Eine fast perfekte Lüge
„Sie kommen aber nicht mit. Und bei ihm bin ich mir auch noch nicht ganz sicher“, schloss er, indem er auf Carl zeigte.
Als Macie neben ihm saß, bedeutete Carl Ruger, die Tür zuzumachen, damit der Lärm wenigstens ein bisschen gedämpft wurde. Ruger knallte sie zu und wies den Piloten an, noch zu warten; dann wandte er sich wieder Carl und Macie zu.
„Ich hatte einen anstrengenden Tag und habe keine Lust auf irgendwelche Spielchen.

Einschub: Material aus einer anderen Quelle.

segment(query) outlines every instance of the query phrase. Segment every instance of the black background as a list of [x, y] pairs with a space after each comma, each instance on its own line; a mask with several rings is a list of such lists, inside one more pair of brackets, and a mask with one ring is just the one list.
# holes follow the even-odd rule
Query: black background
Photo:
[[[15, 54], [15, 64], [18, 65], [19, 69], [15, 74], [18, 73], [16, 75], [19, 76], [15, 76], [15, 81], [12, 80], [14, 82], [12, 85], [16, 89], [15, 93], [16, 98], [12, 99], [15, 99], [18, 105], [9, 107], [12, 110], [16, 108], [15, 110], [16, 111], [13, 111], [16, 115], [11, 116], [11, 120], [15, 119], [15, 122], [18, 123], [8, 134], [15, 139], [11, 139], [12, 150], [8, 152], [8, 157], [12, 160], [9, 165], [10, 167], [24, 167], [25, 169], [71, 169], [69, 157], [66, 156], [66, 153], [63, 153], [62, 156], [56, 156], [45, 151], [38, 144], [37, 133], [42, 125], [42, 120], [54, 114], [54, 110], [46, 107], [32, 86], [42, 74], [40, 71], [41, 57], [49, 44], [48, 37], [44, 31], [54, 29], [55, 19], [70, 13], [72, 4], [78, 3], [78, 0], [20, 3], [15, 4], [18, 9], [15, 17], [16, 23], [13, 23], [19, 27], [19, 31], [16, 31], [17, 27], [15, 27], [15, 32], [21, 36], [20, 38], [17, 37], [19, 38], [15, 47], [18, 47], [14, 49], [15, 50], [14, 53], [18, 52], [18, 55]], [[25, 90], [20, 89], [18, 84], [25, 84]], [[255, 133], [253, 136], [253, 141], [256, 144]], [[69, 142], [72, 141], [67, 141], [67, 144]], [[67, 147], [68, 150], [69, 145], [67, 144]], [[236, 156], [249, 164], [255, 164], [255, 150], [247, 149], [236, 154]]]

Also schießen Sie los, aber sehen Sie zu, dass mir das, was Sie erzählen, auch gefällt, sonst können Sie sich auf was gefasst machen.“
„Ich war im Hauptquartier. Ich weiß, wie McAllister an Jonah drangeblieben ist. Ich kann Ihnen zwar nicht sagen, wo sich Jonah im Augenblick aufhält, aber wenn Sie mich in die Luft bringen, gibt es eine echte Chance, ihn zu finden, bevor es zu spät ist.“
„Wovon reden Sie eigentlich?“ fragte Ruger.
Carl öffnete seinen Aktenkoffer und nahm etwas, das wie ein Notebook aussah, heraus. „Das ist das Allerneueste. Das einzige andere Gerät, das außer diesem noch existiert, liegt wahrscheinlich auf dem Meeresgrund.“
„Ich habe es gesehen und weiß, wie es funktioniert“, mischte sich Macie ein. „Wenn wir es schaffen, auf fünfundzwanzig Meilen an Jonah heranzukommen, wird es ihn orten.“
„Diese Leute sind nicht dumm“, sagte Ruger. „Falls Slade einen Sender bei sich tragen sollte, haben ihn Calderones Männer mit Sicherheit bereits entdeckt und entsorgt und Slade und den Jungen womöglich gleich mit.“
Ohne auch nur eine Sekunde zu überlegen, versetzte ihm Macie eine schallende Ohrfeige. Es war wohl weniger der Schmerz als der Schock, der Ruger daran hinderte weiterzureden.
„Sie sollten sich schämen“, fuhr Macie ihn empört an. „Sie sollten sich schämen, so einfach aufzugeben. Jonah würde so etwas nie tun. Wenn Sie uns nicht helfen wollen, dann sagen Sie es, und zwar sofort. Sie haben bisher noch keine einzige heiße Spur gefunden, und alles, was wir über diesen Fall wissen, haben wir von Jonah. Wenn Sie uns keinen Hubschrauber zur Verfügung stellen, chartere ich eben ein Flugzeug, dann können Sie machen, was Sie wollen. Haben Sie mich verstanden?“
Es passte Ruger ganz und gar nicht, so heruntergeputzt zu werden, und schon gar nicht von einer Frau. Aber er wusste, dass er einen Schritt zu weit gegangen war. „Ich nehme French mit“, sagte Ruger. „Aber Sie steigen wieder aus. Zivilisten dürfen an FBI-Operationen nicht teilnehmen.“
„So ein Blödsinn“, widersprach Macie. „Solange es euch in den Kram passt, benutzt ihr jeden, den ihr brauchen könnt. Sorgen Sie dafür, dass dieses Ding endlich abfliegt, oder ich schwöre bei Gott, dass Ihnen die Titelseiten der Zeitungen gar nicht gefallen werden, wenn das hier erst vorbei ist.“
Diesmal versuchte Ruger nicht, seine Wut im Zaum zu halten. „Wollen Sie mir etwa drohen?“ knurrte er aufgebracht.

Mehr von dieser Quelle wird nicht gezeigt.